Spot FX trades settle on a T+2 basis, with the exception of USD/CAD, USD/TRY, EUR/RUB and USD/RUB which settle on a T+1 basis. If a Rolling Spot FX position is held through the market roll over (17:00 NY for all FX pairs except NZD pairs which roll at 07:00 Auckland), your account will be credited or debited with a financing charge. You will be credited or debited your 3-day (weekend) roll based on your open positions at the market close on Wednesday for all T+2 pairs and based on your open positions at the market close on Thursday for all T+1 pairs. In the event of a Bank Holiday in one of the currencies, your position will be rolled an additional day to reflect the bank holiday(s). The financing debit or credit on your account will always be in the second named currency.

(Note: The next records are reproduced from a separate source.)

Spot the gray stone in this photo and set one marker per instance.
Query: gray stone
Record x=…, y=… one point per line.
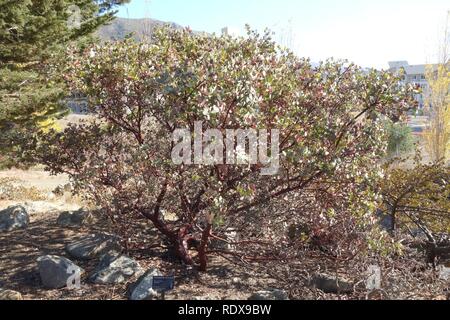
x=55, y=271
x=93, y=246
x=10, y=295
x=142, y=288
x=331, y=284
x=76, y=218
x=114, y=269
x=270, y=294
x=13, y=217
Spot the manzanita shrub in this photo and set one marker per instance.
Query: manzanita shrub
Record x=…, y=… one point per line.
x=331, y=137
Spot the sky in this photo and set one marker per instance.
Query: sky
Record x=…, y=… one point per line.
x=367, y=32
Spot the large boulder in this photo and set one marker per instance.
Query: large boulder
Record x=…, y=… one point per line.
x=76, y=218
x=13, y=217
x=10, y=295
x=142, y=289
x=55, y=271
x=331, y=284
x=114, y=269
x=93, y=246
x=270, y=294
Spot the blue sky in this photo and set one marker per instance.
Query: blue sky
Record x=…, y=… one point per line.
x=368, y=32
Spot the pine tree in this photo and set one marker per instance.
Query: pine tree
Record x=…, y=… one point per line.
x=33, y=36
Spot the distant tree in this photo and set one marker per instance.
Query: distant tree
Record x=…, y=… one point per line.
x=33, y=36
x=332, y=138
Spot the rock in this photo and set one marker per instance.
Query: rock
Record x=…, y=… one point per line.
x=142, y=288
x=270, y=294
x=55, y=271
x=114, y=269
x=75, y=218
x=331, y=284
x=38, y=207
x=14, y=217
x=10, y=295
x=93, y=246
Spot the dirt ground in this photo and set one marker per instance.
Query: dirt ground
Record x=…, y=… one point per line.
x=20, y=249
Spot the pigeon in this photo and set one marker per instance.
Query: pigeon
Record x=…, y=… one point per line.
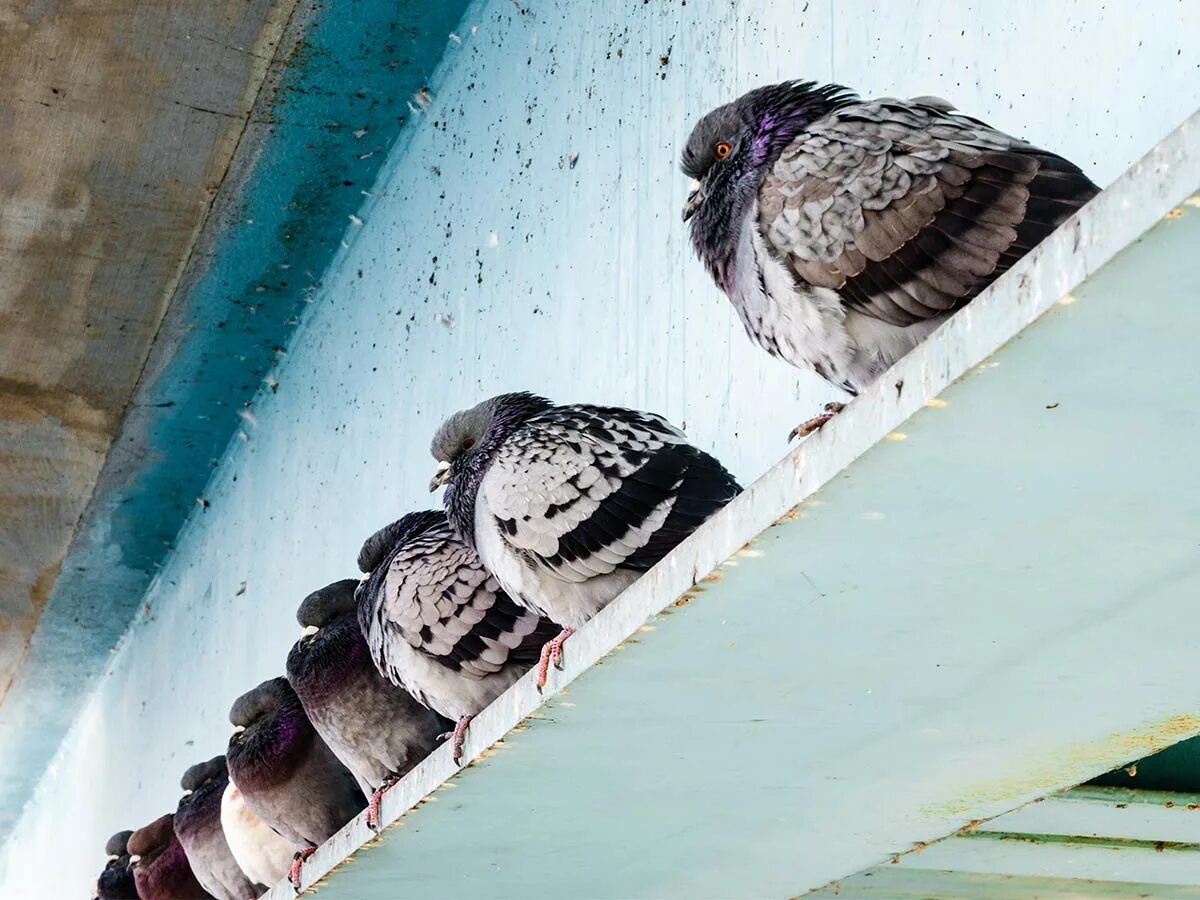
x=846, y=231
x=161, y=870
x=376, y=729
x=115, y=882
x=286, y=773
x=568, y=505
x=438, y=624
x=261, y=851
x=198, y=828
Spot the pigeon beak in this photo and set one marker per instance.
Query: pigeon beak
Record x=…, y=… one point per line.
x=441, y=477
x=695, y=197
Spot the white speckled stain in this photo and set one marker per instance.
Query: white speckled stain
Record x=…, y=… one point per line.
x=577, y=282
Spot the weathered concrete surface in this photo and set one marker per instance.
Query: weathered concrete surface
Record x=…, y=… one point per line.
x=118, y=123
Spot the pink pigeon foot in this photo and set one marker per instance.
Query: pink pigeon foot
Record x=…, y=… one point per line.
x=810, y=425
x=552, y=654
x=459, y=735
x=376, y=799
x=298, y=864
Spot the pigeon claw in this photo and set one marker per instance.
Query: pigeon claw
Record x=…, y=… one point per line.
x=298, y=864
x=810, y=425
x=552, y=654
x=457, y=736
x=377, y=799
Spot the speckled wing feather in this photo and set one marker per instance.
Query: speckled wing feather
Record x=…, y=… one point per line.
x=907, y=209
x=583, y=490
x=437, y=597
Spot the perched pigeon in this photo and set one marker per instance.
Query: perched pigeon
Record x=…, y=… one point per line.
x=438, y=623
x=285, y=771
x=261, y=851
x=846, y=231
x=376, y=729
x=161, y=870
x=568, y=505
x=198, y=828
x=117, y=881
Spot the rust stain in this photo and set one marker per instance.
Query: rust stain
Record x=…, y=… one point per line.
x=1071, y=765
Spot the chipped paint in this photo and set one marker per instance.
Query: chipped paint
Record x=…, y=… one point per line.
x=1060, y=766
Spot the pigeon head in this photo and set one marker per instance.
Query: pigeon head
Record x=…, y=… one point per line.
x=331, y=653
x=203, y=773
x=730, y=151
x=148, y=843
x=467, y=443
x=118, y=845
x=271, y=735
x=327, y=606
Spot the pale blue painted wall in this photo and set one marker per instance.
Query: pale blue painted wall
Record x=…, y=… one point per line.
x=575, y=282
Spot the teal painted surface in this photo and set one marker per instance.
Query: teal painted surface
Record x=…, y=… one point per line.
x=898, y=883
x=917, y=647
x=340, y=106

Swap charges are quoted in swap points. A negative swap point if you are net long the FX pair will result in your account being credited, and you will receive funding. A positive swap point charge when long will result in your account being debited and you will pay funding.

If your position is net short, then a negative swap point charge will result in your account being debited and you will pay funding and a positive swap point will result in your account being credited, and you will receive funding.

How to calculate financing charge

To calculate the overnight financing event, the following equation can be used:

F = V × R × D where:

F = Financing Credit/Debit.
V = Notional value of your open position in the front currency (quantity x contract size).
R = Swap Point.
D = Number of days the position is rolled.

Example of financing on an FX contract

You are short 10 contracts of EUR/USD overnight. The position is rolled for 1 day.

The cost of holding the position overnight is:

V = 10 × 10,000 = 100,000
R = 0.000003
D = 1 day

Financing event: Credit = 100,000 × 0.000003 × 1 = $0.30

This means that a credit of $0.30 will be applied to your account at market close.

No separate financing charge is applied on CFDs based off futures prices which have a fixed expiry date.